Глава 26. Д'АРТАНЬЯН ПРИЗНАЕТ, ЧТО ОН ОШИБСЯ И ЧТО ПРАВ БЫЛ МАНИКАН

   Король подошел к двери, убедился, что никто не подслушивает, и быстро вернулся к своему собеседнику.
   — Теперь мы одни, господин де Маникан, прошу вас объясниться.
   — С полной откровенностью, государь, — отвечал молодой человек.
   — Прежде всего, — начал король, — да будет вам известно, что ни к чему я не отношусь с таким уважением, как к чести дам.
   — Поэтому-то, государь, я и щадил вашу деликатность.
   — Да, теперь я понимаю вас. Итак, вы говорите, что дело касалось одной из фрейлин моей невестки и что лицо, о котором идет речь, противник де Гиша, — словом, человек, которого вы не хотите называть…

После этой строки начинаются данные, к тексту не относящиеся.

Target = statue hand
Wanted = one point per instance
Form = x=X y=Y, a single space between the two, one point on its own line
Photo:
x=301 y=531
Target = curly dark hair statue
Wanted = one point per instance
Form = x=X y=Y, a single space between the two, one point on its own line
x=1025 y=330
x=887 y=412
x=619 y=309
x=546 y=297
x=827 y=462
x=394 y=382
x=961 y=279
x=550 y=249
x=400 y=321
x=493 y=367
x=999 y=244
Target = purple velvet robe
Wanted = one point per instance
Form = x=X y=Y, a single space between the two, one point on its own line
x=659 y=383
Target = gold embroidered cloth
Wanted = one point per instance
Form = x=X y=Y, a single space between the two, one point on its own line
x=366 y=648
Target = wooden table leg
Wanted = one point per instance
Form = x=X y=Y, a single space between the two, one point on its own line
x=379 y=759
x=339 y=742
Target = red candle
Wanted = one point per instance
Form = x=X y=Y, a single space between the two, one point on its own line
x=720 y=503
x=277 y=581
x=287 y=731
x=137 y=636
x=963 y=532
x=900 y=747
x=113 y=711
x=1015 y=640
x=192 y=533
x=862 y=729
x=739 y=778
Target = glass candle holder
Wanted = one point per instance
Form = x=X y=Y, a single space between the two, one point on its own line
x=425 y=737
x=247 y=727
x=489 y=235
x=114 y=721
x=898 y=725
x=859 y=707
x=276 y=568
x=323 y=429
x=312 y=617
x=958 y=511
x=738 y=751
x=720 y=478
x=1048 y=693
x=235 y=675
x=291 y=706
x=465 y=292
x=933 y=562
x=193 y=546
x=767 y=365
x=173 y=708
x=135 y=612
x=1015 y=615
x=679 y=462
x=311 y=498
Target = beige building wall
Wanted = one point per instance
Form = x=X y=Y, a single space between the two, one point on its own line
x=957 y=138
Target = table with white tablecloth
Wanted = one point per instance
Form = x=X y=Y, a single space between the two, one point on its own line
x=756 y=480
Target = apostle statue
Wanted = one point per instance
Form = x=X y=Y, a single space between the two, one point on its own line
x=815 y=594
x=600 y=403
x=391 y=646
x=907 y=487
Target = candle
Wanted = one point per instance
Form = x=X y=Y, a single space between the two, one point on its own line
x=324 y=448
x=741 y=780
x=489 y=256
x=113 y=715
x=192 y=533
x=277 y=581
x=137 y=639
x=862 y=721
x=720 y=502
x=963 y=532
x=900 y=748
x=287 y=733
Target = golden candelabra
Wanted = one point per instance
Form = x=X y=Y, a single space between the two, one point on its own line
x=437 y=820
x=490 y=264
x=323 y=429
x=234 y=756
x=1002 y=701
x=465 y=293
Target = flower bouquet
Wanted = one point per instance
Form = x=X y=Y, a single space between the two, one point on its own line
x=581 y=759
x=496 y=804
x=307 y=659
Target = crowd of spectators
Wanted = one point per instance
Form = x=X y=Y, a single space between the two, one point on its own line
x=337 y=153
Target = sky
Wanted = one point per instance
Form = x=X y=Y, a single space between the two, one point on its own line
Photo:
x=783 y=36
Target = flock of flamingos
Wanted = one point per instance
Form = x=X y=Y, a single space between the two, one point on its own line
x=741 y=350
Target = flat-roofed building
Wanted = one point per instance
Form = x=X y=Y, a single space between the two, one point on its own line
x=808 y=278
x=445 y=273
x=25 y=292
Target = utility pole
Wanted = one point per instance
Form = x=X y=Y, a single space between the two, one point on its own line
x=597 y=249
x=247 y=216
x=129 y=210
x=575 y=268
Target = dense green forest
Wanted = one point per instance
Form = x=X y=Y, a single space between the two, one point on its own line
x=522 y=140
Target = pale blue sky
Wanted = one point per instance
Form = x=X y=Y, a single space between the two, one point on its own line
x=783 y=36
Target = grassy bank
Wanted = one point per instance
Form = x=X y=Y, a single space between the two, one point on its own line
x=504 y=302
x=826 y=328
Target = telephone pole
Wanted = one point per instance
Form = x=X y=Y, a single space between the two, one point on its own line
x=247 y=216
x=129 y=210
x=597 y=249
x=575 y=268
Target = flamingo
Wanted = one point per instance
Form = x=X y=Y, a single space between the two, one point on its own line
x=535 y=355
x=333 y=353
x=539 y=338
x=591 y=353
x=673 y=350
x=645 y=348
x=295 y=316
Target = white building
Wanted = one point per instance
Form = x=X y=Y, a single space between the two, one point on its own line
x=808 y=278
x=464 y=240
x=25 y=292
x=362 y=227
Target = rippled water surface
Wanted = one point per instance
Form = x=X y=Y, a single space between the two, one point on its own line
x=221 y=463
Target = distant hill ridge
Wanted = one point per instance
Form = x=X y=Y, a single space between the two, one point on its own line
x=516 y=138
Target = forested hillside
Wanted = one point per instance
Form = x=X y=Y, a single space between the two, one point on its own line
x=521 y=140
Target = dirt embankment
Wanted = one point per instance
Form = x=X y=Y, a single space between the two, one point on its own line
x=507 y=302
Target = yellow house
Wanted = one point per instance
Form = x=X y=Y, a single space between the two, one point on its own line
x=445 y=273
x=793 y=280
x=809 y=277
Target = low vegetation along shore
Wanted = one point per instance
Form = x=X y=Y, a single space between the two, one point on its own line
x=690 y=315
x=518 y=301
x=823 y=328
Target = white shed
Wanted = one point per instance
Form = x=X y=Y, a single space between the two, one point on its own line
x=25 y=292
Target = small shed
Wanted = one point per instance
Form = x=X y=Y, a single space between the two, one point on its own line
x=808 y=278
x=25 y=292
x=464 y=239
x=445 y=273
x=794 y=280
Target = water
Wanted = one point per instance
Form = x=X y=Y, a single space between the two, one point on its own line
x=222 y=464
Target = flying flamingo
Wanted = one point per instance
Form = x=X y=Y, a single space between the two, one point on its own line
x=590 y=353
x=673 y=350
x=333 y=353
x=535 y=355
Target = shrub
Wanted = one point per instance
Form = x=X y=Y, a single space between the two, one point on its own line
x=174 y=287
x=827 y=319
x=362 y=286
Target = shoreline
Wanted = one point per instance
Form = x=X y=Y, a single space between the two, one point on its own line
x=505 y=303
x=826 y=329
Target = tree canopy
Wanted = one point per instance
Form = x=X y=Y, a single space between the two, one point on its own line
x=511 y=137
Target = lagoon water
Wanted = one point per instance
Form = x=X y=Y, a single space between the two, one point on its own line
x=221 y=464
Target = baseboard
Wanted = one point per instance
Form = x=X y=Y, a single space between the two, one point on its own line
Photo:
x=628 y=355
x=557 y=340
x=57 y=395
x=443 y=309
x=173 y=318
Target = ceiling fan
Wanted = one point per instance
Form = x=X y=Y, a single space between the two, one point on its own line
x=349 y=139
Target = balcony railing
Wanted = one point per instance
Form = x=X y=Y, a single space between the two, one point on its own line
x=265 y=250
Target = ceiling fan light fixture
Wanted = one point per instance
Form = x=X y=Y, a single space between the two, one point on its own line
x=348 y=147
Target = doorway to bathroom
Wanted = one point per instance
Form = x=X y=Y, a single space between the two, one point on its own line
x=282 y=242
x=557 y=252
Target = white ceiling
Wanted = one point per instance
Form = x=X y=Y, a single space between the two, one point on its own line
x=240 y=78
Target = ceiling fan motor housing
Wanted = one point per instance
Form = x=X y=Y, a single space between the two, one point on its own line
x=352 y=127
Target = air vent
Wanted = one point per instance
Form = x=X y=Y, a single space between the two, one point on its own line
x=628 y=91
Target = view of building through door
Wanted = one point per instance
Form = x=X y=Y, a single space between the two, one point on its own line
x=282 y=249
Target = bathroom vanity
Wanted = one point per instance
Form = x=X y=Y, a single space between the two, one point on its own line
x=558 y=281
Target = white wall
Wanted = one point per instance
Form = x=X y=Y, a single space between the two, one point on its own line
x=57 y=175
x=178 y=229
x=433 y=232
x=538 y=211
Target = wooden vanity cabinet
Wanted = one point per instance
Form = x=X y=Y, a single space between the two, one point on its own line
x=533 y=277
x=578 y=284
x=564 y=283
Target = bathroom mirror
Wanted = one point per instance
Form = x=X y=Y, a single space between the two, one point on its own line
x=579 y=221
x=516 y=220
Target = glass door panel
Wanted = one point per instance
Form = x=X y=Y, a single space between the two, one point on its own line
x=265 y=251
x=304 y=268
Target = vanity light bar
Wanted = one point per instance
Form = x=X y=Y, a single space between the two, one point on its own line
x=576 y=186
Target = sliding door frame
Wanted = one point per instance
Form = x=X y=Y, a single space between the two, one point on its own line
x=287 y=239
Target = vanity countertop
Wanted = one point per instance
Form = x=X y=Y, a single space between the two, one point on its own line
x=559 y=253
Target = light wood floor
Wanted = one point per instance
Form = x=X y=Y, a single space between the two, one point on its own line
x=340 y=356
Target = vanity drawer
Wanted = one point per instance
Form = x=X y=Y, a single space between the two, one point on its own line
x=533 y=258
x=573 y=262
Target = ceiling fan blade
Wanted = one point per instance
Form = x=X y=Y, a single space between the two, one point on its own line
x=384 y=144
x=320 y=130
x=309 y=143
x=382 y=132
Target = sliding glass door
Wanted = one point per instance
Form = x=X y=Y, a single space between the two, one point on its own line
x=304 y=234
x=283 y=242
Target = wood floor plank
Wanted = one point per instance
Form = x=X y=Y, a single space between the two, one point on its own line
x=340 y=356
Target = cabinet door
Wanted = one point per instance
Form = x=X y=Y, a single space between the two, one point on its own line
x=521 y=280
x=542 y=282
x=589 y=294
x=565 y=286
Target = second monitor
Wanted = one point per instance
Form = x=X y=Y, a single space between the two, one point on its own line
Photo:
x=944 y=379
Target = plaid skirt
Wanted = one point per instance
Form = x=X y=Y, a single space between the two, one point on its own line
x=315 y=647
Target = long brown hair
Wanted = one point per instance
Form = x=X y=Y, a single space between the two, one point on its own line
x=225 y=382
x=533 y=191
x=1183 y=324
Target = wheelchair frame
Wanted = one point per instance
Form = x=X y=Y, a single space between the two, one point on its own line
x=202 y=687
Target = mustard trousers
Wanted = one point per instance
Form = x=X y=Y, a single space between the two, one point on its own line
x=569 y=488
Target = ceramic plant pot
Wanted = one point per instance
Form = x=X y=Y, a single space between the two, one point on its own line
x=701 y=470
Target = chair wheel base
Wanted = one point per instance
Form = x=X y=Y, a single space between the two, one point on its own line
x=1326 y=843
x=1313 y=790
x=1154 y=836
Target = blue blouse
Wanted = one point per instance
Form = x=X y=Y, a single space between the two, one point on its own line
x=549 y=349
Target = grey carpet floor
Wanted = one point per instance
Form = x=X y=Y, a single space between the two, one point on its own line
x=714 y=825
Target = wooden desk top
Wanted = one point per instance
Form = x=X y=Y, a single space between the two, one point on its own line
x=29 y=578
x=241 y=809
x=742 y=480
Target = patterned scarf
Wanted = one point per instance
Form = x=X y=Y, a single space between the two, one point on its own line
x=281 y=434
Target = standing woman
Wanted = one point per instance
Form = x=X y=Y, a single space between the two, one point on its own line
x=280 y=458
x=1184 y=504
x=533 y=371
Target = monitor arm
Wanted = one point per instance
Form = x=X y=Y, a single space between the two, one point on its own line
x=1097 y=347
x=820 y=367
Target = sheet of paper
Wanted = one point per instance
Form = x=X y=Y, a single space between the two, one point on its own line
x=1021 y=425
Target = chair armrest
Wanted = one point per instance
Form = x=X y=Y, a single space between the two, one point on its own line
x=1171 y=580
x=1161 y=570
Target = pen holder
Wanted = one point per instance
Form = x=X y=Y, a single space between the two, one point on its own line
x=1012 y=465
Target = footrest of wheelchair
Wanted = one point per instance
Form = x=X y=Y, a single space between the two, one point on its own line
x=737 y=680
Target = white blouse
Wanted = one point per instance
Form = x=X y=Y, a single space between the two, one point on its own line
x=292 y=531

   — Но которого назовет вам, государь, господин де Сент-Эньян…
   — Да, так вы говорите, что этот человек оскорбил одну из фрейлин принцессы?
   — Да, мадемуазель де Лавальер, государь.
   — Ах, — произнес король тоном человека, ожидавшего, что он услышит это имя, хотя удар поразил его в самое сердце. — Значит, подверглась оскорблению мадемуазель де Лавальер?
   — Я не говорю, что она подверглась оскорблению, государь.
   — Но в таком случае…
   — Я говорю, что о ней отзывались в не совсем почтительных выражениях.
   — В не совсем почтительных выражениях! И вы отказываетесь назвать мне имя этого наглеца?..
   — Государь, я считал, что этот вопрос уже решен и ваше величество не станет больше заставлять меня играть роль доносчика.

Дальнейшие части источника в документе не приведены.